An interesting article over at PCMag.com has author Tim Bajarin asking “Who would want to buy a Mobile Internet Device?”. Throughout the article, Tim explains that he doesn’t quite see the function of a MID, or how it might fit a consumer’s needs.
After reading the article, I think this is another example of how over-defining a category can confuse consumers, and even those who closely follow news in the market. This is another question of who is defining what, but it really comes down to what the consumers think. Tim says that MIDs are trying to fit into a product class gap that isn’t really large enough. He describes the MID category as a ‘tweener’, or something that is in between two already well defined device categories. In the case of the MID, Tim says the flanking devices are the laptop and smartphone.
But I’m still not convinced that the MID as defined today will ever become a booming market. All of the virtues of a MID actually ended up in smartphones, which became the killer mobile category.
If you really think about it, Tim seems to be saying that MIDs are just phone-less smartphones. But what about those with WWAN? If a MID can make a VoIP call over WWAN, is it then a smartphone? It would seem as though MIDs are moving in the direction of smartphones, but are more powerful, and share more of their genes with the computer. With full fledged applications, a stronger web browsing experience, and the ability to make calls (via WWAN), it sounds like the MID is actually a much more capable device than the smart phone.

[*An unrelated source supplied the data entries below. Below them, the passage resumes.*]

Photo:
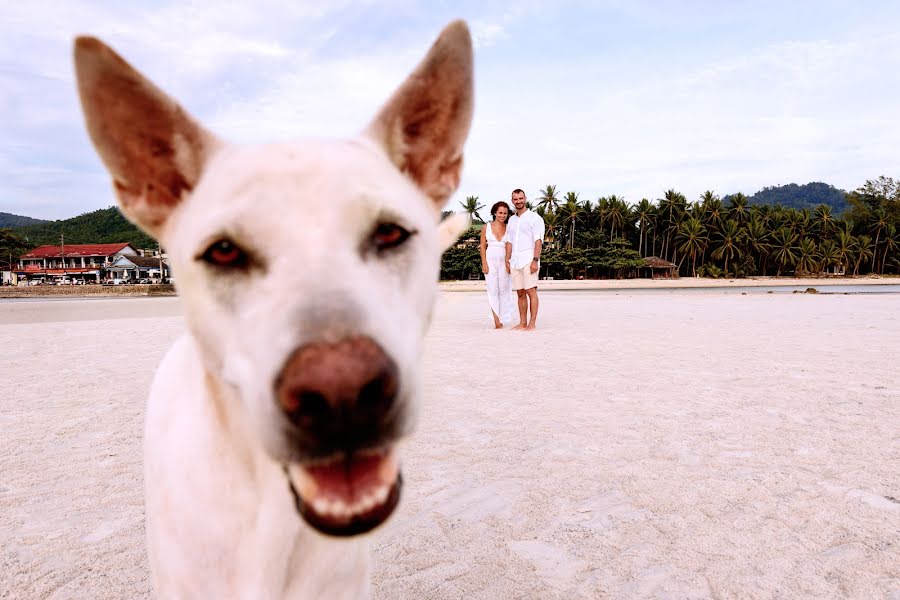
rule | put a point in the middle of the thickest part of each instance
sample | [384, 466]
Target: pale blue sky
[599, 97]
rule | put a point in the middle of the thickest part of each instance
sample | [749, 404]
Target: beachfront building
[657, 268]
[75, 262]
[136, 268]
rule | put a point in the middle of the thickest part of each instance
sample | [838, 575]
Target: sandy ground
[672, 445]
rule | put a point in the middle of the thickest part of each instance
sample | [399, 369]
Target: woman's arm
[483, 244]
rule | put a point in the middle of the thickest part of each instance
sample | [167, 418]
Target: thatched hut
[657, 268]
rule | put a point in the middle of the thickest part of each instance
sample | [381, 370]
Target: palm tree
[715, 213]
[692, 240]
[755, 237]
[673, 206]
[864, 251]
[550, 225]
[569, 213]
[846, 246]
[783, 248]
[617, 214]
[472, 206]
[808, 258]
[643, 213]
[549, 199]
[728, 243]
[829, 254]
[877, 225]
[824, 221]
[891, 243]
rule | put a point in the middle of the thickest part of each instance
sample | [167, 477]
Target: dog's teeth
[381, 494]
[321, 506]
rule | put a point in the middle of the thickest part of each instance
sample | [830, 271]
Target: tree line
[708, 237]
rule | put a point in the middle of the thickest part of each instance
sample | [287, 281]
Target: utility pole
[159, 252]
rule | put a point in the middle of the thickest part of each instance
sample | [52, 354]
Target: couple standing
[510, 260]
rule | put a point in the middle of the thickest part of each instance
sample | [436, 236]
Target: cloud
[596, 97]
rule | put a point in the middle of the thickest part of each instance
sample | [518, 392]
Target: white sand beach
[637, 445]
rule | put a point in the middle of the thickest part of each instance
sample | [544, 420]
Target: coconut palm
[845, 244]
[877, 225]
[672, 209]
[569, 213]
[784, 250]
[829, 255]
[472, 206]
[549, 198]
[643, 213]
[756, 239]
[692, 240]
[891, 243]
[807, 257]
[824, 221]
[864, 251]
[714, 211]
[551, 226]
[617, 215]
[728, 243]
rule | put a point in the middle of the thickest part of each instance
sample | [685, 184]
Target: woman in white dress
[493, 265]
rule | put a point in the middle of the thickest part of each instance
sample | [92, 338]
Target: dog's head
[308, 271]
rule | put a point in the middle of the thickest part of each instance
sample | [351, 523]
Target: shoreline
[156, 290]
[87, 291]
[682, 283]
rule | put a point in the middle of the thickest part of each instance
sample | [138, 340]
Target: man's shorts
[524, 279]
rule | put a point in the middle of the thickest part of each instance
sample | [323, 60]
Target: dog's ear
[425, 123]
[153, 149]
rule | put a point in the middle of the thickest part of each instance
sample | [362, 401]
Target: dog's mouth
[346, 494]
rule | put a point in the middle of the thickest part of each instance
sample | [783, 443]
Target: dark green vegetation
[711, 237]
[10, 220]
[99, 227]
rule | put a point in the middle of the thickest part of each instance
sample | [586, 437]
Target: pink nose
[338, 392]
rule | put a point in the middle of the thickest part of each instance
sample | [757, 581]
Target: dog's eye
[388, 235]
[226, 254]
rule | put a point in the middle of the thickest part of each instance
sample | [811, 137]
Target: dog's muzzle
[340, 399]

I find it interesting that Tim mentions his iPhone in the article as his go-to mobile device. I actually consider the iPhone to be, not only a MID, but one of the best MIDs currently on the market (partially helped by the fact that most MIDs haven’t hit the market yet!). The fact that the iPhone offers a much richer and fuller internet experience than most other smartphones (if you want to call it that) bumps it up from the smartphone category and into the Mobile Internet Device (in my opinion). The iPhone is almost the inverse of a smartphone; it isn’t a phone that happens to be able to browse the internet, it is a Mobile Internet Device that happens to be able to make phone calls.
In a time such as now where most smartphones aren’t exactly the best convergence devices, touting around a very powerful MID for internet consumption, and a decent feature phone, sounds like a good strategy to me. And what say you readers, why would you buy a MID?